Ade Barkah has posted on his site Peekay.com details about his discovery of a bug in iOS which allows access to the camera roll when the device is locked. Rolling back the Date & Time will allow unauthorized access to any photos that were already taken on any future Date & Time.
Summary
If the Date & Time IS ROLLED BACK on an iOS device running 5.x a malicious actor will have unauthorized access to the photos with future dates and times in the camera roll.
FACTS
- Rolling back the Date & Time on a device running iOS 5.x will allow access to the camera roll on a locked device to images with only with future dates and times.
RISK
There is a RISK that if you travel across time zones and your Date & Time is rolled back a malicious actor with physical access to your device can access your camera roll without the need for a Passcode and access photos taken between the two times.
Overall RISK: LOW RISK
Mitigation
General Users
Make sure that Set Automatically is enabled in General>Date&Time to ensure that your device has the current Date & Time for your current Time Zone.
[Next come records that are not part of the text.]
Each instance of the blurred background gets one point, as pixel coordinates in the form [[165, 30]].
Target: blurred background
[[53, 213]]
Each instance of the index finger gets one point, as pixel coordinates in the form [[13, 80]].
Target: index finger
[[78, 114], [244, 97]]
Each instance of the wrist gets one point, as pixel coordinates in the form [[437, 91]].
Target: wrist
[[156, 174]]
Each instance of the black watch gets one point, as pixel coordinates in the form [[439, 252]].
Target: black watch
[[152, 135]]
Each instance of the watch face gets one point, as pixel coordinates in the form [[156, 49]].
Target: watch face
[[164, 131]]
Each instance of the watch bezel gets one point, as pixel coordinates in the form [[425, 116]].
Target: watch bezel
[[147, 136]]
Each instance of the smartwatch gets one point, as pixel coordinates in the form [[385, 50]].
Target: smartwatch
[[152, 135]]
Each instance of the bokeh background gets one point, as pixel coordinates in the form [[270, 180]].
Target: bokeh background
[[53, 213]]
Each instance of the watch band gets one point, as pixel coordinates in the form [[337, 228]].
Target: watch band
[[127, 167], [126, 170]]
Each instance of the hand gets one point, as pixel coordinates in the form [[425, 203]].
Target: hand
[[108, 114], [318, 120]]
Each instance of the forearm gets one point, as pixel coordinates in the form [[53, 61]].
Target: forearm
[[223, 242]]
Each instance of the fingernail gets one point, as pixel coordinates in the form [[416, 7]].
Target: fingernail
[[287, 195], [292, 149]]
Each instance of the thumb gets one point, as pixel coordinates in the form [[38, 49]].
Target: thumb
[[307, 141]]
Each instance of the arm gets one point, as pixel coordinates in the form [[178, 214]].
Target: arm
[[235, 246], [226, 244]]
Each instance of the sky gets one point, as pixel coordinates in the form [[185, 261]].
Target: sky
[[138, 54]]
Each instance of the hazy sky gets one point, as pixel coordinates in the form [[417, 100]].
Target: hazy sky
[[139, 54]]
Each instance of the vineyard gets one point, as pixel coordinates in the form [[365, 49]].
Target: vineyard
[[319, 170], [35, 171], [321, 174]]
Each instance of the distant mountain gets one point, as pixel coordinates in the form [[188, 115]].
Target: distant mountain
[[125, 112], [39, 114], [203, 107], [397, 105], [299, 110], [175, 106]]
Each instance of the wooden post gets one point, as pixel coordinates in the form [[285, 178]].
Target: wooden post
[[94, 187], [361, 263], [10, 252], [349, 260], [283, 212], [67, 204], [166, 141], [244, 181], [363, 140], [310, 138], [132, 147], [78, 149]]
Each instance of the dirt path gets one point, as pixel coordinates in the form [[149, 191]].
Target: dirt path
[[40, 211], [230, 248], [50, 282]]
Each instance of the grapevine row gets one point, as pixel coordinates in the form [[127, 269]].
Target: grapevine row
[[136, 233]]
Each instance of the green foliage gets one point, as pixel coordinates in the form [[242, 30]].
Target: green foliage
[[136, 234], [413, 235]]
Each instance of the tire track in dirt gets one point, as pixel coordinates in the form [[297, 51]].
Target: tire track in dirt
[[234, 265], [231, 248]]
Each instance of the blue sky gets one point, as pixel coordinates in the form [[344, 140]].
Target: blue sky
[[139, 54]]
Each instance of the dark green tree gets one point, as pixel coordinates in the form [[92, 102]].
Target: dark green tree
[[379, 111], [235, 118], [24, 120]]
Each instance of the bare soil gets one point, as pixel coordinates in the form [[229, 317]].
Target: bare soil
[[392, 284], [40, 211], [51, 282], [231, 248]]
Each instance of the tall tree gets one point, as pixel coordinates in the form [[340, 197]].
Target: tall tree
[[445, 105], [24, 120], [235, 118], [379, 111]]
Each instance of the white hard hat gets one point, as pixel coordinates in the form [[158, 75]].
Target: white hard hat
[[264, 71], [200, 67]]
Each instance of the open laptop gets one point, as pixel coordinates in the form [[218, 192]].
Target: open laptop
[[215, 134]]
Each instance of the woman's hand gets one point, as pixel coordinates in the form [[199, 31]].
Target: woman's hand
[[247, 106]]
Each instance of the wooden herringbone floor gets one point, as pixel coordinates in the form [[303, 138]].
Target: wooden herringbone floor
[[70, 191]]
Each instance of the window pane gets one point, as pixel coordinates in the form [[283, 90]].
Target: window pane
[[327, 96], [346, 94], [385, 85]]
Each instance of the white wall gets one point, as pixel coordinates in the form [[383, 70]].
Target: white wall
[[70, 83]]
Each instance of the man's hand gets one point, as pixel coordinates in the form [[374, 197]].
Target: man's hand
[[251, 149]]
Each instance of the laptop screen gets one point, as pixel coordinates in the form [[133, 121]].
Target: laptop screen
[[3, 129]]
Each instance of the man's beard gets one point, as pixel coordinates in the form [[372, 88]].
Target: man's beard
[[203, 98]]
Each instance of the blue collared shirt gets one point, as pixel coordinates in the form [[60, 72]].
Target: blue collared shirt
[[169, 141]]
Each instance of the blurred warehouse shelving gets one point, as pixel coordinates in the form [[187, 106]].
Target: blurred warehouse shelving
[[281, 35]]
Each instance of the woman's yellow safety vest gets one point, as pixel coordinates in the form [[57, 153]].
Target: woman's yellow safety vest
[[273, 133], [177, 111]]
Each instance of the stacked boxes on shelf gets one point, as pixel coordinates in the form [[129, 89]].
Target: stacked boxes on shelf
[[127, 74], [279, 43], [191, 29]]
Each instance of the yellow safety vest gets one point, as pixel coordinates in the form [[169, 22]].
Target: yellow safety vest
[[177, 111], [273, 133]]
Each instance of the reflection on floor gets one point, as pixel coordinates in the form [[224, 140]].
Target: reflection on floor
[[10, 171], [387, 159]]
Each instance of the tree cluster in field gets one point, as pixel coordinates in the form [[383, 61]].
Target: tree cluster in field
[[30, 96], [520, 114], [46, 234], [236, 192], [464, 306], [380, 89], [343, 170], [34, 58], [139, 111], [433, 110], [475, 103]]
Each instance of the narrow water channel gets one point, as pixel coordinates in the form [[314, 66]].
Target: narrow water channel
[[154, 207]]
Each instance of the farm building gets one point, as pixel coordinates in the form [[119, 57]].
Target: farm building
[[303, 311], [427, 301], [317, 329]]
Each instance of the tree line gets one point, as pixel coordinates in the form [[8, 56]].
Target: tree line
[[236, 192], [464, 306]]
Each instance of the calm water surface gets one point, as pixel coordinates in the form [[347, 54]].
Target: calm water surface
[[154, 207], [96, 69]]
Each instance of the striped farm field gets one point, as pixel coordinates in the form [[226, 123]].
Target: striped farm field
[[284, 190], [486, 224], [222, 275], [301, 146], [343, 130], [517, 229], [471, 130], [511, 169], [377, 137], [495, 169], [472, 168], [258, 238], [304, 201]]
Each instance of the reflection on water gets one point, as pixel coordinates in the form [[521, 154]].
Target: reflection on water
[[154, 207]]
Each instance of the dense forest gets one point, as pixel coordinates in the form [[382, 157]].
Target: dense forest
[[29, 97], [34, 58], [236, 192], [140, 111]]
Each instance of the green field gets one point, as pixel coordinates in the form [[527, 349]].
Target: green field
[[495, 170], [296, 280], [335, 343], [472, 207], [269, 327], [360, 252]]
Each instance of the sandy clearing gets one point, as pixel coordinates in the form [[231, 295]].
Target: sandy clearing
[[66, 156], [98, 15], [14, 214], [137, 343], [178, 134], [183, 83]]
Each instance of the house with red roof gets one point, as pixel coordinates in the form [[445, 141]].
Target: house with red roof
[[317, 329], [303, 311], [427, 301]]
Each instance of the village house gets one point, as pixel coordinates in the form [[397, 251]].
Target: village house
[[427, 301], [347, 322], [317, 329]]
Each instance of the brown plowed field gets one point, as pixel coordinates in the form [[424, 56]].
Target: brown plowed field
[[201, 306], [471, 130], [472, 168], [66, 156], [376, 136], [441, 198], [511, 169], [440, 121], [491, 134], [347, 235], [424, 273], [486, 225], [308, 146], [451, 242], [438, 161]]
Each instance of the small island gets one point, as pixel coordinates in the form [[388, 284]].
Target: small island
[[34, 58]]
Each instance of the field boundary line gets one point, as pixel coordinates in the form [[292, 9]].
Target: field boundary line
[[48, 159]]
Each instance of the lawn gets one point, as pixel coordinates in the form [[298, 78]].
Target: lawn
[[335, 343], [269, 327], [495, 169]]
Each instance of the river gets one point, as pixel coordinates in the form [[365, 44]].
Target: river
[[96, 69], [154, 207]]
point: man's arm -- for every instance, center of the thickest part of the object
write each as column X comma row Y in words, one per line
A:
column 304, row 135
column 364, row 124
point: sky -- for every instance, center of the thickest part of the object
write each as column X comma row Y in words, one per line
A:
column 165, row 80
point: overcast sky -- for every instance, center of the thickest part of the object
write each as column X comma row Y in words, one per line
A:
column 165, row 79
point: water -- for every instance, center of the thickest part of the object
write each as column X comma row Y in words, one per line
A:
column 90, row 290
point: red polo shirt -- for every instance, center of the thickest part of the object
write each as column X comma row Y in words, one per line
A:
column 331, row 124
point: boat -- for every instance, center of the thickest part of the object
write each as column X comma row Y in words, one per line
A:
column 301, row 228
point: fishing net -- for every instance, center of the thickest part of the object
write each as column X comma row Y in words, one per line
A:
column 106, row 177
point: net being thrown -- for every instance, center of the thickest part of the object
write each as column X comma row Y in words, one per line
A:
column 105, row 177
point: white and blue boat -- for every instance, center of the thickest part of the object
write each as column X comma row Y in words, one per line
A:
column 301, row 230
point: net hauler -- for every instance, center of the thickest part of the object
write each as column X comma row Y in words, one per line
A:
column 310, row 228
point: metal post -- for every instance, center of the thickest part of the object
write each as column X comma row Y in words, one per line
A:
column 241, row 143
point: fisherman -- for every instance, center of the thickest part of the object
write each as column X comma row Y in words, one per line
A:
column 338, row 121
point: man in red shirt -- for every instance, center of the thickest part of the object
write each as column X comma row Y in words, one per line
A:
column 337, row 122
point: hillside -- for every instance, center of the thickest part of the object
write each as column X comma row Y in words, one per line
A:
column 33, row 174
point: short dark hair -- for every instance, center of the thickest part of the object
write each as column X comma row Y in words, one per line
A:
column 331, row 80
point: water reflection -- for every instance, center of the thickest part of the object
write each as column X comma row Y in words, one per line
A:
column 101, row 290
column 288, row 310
Set Automatically Date & Time
This will ensure correction by your location's temporal condition until Apple's update.
Result-Residual RISK: Extremely Low RISK (Pending Update.)
High Value Users
Restricting the Camera ensures that this bug will not be triggered. High value users should considered this option when traveling. This can further be managed by using Configuration and Provisioning Profiles which includes the capability to configure Restrictions on iOS devices. Enterprise managers can manage restrictions using the iPhone Configuration Utility.